Chapter 3 – The Blessings of Madness

Chapter 3 describes the importance of trance states and hallucination to the Greeks for purposes of divine revelation.

On the occurence of mental illness in ancience Greece:

Dodds quotes Lawson, "'Mental derangement, which appears to me to be exceedingly common among the Greek peasants, sets the sufferer not merely apart from his fellows but in a sense above them. His utterances are received with a certain awe, and so far as they are intelligible are taken as predictions' (Lawson, Modern Greek Folklore and Ancient Greek Religion, 299). On the prophetic gifts attributed to epileptics see Temkin, op. cit., 149 ff" (p. 85).

This supports Jaynes's theory in that, if he is correct, we would expect to see a higher occurence of what we today term mental illness shortly after the breakdown of the bicameral mind.

On similarities between the ancient Greeks and primitive societies with regard to trance states and hallucinatory revelation:

"Soph. Ajax 243 f. It is a widespread belief among primitives that persons in abnormal mental states speak a special 'divine' language; cf. e.g., Oesterreich, op. cit., 232, 272; N.K. Chadwick, Poetry and Prophecy, 18 f., 37 f. Compare also the pseudo-languages spoken by certain automatists and religious enthusiasts, who are often said, like Ajax, to have learned them from "the spirits" (E. Lombard, De la glossolalie chez les premiers chretiens et les phenomenes similaires, 25 ff.)" (p. 85).

Chapter 4 – Dream-Pattern and Culture Pattern

Chapter 4 describes the nature of dreams in ancient Greeks and how dreams changes as culture [or consciousness] changes. Dodds describes what Jaynes would probably refer to as "bicameral dreams" — dreams that consist of a visitation and the communication of some type of message or command.

"Ancient literature is full of these 'godsent' dreams in which a single dream-figure presents itself, as in Homer, to the sleeper, and gives him prophecy, advice, or warning" (p. 107).

"Such dreams played an important part in the life of other ancient peoples, as they do in that of many races to-day. Most of the dreams recorded in Assyrian, Hittite, and ancient Egyptian literature are 'divine dreams' in which a god appears and delivers a plain message to the sleeper, sometimes predicting the future, sometimes demanding cult" (pgs. 108-109).

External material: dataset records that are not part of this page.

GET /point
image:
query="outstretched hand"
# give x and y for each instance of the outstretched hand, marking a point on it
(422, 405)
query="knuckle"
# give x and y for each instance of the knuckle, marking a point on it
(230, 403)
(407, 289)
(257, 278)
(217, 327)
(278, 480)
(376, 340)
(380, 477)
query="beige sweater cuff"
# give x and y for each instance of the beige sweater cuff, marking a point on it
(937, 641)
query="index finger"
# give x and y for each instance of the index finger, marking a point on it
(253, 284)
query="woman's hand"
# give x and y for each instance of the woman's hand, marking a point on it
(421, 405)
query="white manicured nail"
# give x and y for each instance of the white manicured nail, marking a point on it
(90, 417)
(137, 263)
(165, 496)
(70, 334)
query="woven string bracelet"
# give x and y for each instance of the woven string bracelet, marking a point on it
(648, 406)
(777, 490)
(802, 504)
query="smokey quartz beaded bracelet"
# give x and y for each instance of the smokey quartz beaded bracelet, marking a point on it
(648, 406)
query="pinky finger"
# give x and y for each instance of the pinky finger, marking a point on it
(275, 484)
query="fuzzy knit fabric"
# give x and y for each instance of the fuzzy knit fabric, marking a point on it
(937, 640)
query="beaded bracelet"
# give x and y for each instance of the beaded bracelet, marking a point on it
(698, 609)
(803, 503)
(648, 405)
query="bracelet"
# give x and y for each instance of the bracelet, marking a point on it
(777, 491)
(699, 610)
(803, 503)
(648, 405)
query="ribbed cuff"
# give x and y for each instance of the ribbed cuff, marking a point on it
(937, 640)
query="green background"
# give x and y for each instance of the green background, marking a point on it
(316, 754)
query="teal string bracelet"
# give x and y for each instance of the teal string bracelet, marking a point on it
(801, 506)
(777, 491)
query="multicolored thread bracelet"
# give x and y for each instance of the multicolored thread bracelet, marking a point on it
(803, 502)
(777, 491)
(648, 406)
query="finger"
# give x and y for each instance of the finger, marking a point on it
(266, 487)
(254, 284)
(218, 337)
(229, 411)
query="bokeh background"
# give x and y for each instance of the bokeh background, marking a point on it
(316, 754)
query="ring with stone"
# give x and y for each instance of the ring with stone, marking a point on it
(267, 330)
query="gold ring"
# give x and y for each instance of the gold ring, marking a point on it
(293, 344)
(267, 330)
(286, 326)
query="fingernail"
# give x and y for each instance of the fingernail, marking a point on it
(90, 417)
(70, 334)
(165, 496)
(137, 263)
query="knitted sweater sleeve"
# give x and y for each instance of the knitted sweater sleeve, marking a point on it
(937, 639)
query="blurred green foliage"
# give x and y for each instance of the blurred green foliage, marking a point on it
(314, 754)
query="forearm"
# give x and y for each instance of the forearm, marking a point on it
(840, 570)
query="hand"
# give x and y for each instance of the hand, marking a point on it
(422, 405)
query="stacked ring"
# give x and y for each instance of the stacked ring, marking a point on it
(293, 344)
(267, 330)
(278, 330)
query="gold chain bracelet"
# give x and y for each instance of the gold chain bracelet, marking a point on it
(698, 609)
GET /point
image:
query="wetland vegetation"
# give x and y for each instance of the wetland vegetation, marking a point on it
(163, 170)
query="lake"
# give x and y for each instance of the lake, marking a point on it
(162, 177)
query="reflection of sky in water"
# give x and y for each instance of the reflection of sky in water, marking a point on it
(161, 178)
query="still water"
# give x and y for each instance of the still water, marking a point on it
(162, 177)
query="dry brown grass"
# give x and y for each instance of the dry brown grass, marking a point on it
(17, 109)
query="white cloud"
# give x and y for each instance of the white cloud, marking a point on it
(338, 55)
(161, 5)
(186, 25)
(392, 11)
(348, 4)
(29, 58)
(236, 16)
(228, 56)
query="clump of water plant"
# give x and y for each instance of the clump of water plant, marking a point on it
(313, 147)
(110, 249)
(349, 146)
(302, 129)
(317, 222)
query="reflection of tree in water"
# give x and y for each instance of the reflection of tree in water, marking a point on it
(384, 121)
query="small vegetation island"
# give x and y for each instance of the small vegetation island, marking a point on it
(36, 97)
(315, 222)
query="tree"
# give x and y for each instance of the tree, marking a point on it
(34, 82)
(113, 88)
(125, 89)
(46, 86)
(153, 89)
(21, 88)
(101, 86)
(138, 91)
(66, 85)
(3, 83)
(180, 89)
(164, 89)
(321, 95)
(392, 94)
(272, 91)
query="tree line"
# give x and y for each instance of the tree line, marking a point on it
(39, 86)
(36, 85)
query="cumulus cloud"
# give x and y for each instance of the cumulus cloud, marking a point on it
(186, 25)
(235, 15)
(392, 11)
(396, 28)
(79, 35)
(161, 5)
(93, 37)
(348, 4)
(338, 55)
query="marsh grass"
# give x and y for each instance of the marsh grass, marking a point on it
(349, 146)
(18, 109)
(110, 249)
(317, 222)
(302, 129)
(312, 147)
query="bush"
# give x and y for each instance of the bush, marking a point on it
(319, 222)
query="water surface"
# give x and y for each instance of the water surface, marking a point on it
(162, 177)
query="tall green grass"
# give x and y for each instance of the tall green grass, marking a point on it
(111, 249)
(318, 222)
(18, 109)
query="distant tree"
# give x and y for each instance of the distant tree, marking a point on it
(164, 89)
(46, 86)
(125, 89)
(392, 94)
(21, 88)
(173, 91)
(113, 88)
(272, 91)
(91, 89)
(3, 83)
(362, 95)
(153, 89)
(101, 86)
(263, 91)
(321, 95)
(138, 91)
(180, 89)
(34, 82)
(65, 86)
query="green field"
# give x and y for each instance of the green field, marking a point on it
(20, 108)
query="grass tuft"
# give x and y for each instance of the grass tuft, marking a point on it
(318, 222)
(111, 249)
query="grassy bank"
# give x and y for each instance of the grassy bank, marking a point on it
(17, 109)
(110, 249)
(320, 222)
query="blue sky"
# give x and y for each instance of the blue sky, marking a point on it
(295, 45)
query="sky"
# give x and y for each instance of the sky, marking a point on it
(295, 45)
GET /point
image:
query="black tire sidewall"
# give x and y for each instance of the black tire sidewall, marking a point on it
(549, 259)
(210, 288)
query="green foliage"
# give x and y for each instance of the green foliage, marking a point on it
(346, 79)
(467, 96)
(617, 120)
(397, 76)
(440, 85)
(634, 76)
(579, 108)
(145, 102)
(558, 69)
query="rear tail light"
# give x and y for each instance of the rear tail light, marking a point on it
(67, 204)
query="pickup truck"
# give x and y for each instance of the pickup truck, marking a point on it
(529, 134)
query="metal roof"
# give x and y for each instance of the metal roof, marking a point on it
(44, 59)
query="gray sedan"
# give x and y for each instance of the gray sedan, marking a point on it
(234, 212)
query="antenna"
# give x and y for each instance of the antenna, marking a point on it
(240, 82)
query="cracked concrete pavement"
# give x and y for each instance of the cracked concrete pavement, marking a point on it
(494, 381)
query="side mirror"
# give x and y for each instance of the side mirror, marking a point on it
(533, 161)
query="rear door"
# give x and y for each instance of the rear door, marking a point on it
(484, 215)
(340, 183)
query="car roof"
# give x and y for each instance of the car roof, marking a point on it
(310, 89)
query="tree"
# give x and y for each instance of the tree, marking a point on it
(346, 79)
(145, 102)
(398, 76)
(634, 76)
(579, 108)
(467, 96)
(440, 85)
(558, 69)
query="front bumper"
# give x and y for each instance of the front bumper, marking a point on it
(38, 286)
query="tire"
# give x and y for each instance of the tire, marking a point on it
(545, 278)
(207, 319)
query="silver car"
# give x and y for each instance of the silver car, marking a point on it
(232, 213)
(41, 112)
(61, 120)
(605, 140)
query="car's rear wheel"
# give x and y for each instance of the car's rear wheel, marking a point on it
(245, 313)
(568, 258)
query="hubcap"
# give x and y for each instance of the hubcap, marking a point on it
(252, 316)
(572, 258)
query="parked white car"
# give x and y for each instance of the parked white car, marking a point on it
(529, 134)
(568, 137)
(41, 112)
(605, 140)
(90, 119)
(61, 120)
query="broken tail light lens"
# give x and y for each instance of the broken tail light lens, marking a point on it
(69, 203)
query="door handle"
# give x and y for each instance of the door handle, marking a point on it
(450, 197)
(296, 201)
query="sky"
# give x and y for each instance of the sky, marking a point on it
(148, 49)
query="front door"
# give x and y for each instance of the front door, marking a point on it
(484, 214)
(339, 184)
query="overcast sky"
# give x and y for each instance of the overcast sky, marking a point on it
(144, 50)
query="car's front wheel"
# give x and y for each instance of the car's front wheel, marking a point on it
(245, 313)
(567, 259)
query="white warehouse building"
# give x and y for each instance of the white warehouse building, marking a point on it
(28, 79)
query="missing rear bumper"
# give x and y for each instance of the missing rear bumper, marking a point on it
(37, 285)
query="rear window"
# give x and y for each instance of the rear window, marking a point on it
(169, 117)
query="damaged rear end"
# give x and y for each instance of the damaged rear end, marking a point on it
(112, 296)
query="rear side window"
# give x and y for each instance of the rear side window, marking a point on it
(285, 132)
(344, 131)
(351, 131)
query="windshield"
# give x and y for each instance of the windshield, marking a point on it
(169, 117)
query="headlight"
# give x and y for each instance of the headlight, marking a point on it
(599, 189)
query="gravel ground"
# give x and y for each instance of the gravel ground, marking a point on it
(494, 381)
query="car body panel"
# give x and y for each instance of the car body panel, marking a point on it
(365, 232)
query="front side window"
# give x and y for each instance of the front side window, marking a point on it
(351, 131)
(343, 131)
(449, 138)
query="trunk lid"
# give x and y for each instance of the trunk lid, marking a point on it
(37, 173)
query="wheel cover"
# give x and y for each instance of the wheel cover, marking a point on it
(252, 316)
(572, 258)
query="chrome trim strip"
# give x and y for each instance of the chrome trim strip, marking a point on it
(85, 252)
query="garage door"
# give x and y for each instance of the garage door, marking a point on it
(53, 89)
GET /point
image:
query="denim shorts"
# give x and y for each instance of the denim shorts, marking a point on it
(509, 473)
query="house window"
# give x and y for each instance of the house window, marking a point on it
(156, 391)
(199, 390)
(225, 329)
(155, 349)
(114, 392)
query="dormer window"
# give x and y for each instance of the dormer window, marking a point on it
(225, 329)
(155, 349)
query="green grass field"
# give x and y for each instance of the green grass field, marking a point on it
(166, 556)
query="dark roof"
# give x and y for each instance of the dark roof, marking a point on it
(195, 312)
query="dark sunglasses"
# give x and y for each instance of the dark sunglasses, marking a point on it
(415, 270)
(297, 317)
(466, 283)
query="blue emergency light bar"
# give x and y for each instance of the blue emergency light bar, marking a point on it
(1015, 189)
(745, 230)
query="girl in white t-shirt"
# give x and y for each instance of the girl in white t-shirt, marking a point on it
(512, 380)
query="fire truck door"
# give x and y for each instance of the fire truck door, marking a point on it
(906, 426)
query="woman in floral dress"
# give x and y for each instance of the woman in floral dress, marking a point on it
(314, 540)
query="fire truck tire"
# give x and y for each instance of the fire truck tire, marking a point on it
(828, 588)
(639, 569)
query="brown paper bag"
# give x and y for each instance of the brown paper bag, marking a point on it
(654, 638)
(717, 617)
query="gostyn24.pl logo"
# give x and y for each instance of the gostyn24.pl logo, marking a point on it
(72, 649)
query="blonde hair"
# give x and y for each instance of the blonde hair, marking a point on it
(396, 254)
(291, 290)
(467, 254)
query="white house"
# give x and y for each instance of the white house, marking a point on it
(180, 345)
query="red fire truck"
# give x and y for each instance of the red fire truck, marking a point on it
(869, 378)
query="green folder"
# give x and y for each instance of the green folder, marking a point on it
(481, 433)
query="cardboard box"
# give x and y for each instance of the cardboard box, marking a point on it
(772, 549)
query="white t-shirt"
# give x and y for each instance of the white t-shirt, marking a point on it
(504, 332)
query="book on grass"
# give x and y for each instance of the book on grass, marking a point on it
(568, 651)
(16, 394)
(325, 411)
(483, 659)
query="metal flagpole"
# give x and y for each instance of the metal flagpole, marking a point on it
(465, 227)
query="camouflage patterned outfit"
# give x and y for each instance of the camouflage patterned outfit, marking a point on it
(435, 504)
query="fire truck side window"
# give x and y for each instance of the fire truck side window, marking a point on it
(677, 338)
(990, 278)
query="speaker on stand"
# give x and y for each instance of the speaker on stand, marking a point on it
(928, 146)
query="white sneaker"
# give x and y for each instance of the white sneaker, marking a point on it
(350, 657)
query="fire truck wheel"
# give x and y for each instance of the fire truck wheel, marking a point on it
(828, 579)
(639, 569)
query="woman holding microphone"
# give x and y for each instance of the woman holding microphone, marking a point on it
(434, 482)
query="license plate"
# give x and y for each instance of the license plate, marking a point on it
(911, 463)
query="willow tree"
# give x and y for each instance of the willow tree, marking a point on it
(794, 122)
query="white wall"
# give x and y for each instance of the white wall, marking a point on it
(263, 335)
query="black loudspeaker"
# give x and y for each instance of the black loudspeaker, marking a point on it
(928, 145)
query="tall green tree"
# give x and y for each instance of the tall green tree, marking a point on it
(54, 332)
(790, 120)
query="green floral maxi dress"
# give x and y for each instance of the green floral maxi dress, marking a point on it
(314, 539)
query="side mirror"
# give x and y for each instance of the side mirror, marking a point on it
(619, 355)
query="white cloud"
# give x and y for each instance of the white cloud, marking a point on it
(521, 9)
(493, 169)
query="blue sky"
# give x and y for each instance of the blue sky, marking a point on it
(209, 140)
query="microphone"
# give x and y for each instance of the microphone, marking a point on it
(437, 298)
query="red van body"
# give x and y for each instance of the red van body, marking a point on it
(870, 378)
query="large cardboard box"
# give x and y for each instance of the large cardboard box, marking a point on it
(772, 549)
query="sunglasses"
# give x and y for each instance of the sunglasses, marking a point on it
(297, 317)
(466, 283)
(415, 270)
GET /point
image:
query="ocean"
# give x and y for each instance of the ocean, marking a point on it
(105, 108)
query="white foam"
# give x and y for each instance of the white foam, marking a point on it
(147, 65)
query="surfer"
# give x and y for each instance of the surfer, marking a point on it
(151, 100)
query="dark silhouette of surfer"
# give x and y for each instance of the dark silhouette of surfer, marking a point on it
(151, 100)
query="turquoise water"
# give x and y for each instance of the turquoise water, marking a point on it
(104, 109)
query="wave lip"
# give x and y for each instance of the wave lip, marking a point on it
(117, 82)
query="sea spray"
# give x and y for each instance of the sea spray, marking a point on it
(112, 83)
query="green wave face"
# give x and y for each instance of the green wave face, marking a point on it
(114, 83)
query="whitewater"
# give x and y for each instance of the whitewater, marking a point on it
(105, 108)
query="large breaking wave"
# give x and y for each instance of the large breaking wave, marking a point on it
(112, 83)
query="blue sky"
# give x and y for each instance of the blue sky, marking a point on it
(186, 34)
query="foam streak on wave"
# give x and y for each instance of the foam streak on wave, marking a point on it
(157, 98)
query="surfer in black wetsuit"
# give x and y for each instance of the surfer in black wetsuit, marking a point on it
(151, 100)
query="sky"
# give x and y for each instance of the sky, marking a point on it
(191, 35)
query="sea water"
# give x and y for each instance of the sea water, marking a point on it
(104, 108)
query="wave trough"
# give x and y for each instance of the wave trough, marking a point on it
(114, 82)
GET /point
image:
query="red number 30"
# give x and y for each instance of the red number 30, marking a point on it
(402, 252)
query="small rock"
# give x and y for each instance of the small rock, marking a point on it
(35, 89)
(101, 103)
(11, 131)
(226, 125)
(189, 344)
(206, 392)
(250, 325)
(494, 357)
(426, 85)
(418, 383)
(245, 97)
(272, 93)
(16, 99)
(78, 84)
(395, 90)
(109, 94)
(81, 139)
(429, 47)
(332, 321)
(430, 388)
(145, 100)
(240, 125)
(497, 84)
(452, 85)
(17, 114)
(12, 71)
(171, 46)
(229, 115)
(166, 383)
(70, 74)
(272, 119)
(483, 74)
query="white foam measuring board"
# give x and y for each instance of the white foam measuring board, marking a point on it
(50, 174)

On the frequency of hallucinations and visions:

"As I have mentioned self-induced visions in connection with the Asclepius cult, I may add a couple of general remarks on waking visions or hallucinations. It is likely that these were commoner in former times than they are to-day, since they seem to be relatively frequent among primitives; and even with us they are less rare than is often supposed. They have in general the same origin and psychological structure as dreams, and like dreams they tend to reflect traditional culture-patterns. Among the Greeks, by far the commonest type is the apparition of a god or the hearing of a diving voice which commands or forbids the performance of certain acts. This type figures, under the name of 'spectaculum,' in Chalcidius' classification of dreams and visions; his example is the daemonion of Socrates. When all allowance has been made for the influence of literary tradition in creating a stereotyped form, we should probably conclude that experiences of this kind had once been fairly frequent, and still occurred occasionally in historical times" (pgs. 116-117).

Author:  Moderator [ Tue Oct 23, 2007 7:33 pm ]
Post subject:  "The Greeks and the Irrational" by E.R. Dodds

Chapter 5 – The Greek Shamans and Puritanism

Ancient Greek burial practices (cited by Jaynes):

"Not only object offerings but actual feeding-tubes are found even in cremation burials. At Olynthus, where nearly 600 interments of the sixth to the fourth century B.C. have been examined, object-offerings are, in fact, commonest in cremation burials. This must mean one of two things: either that cremation was after all not intended, as Rohde thought, to divorce ghost from corpse by abolishing the latter; or else that the old unreasoning habits of tendence were too deeply rooted to be disturbed by any such measures. Meuli points out that in Tertullian's time people continued to feed the cremated dead; and that, despite the initial disapproval of the Church, the use of feeding-tubes has persisted in teh Balkans almost down to our own day" (p. 158).